Garlic Planting & Growing Calendar (UK)

  • September – Prepare beds with well-drained, nutrient-rich soil. Add compost or well-rotted manure.
  • October–November – Plant cloves 2 inches ( 5 cm) deep and mulch well.
  • December–February (Winter) – Minimal care needed; keep beds weed-free, mulch if needed.
  • March–May (Spring) – Shoots appear; water during dry spells and keep soil evenly moist. Feed with a general organic fertiliser if growth is weak. A good comfrey tea would work well.
  • June – Watch for signs of maturity: lower leaves begin to yellow. Reduce watering to avoid bulb rot.
  • July – Harvest when 5–6 green leaves remain. Cure in a dry, shaded, airy place for 2–3 weeks. Store softneck garlic until spring; enjoy hardneck sooner.

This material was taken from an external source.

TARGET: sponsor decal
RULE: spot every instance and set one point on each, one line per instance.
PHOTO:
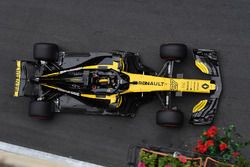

Companion Planting with Garlic

Garlic not only provides delicious bulbs but also acts as a natural pest deterrent in the garden. Its strong scent helps repel aphids, carrot fly, and even slugs to a degree. Garlic pairs well with crops such as carrots, beetroot, strawberries, lettuce, and tomatoes, as it discourages pests while taking up little space. Planting garlic near roses can also help deter greenfly. However, garlic doesn’t get along particularly well with legumes like peas and beans, as it can inhibit their growth. Strategic planting can make your garlic pull double duty: tasty harvests and natural pest protection.

Closing Thoughts

Overwintering garlic is one of the simplest and most rewarding ways to grow. By choosing the right variety for your climate, preparing well-drained soil (containers or raised beds), and giving your cloves a head start in autumn, you’ll enjoy a generous harvest of flavourful bulbs by midsummer. Whether you opt for robust hardnecks long-storing softnecks, or a mixture of both, garlic fits easily into most spaces and even provides benefits to neighbouring plants. With just a little effort in autumn, you’ll be reaping the rewards the following year—garlic that’s fresher, tastier, and more satisfying than anything you’ll find in the shops.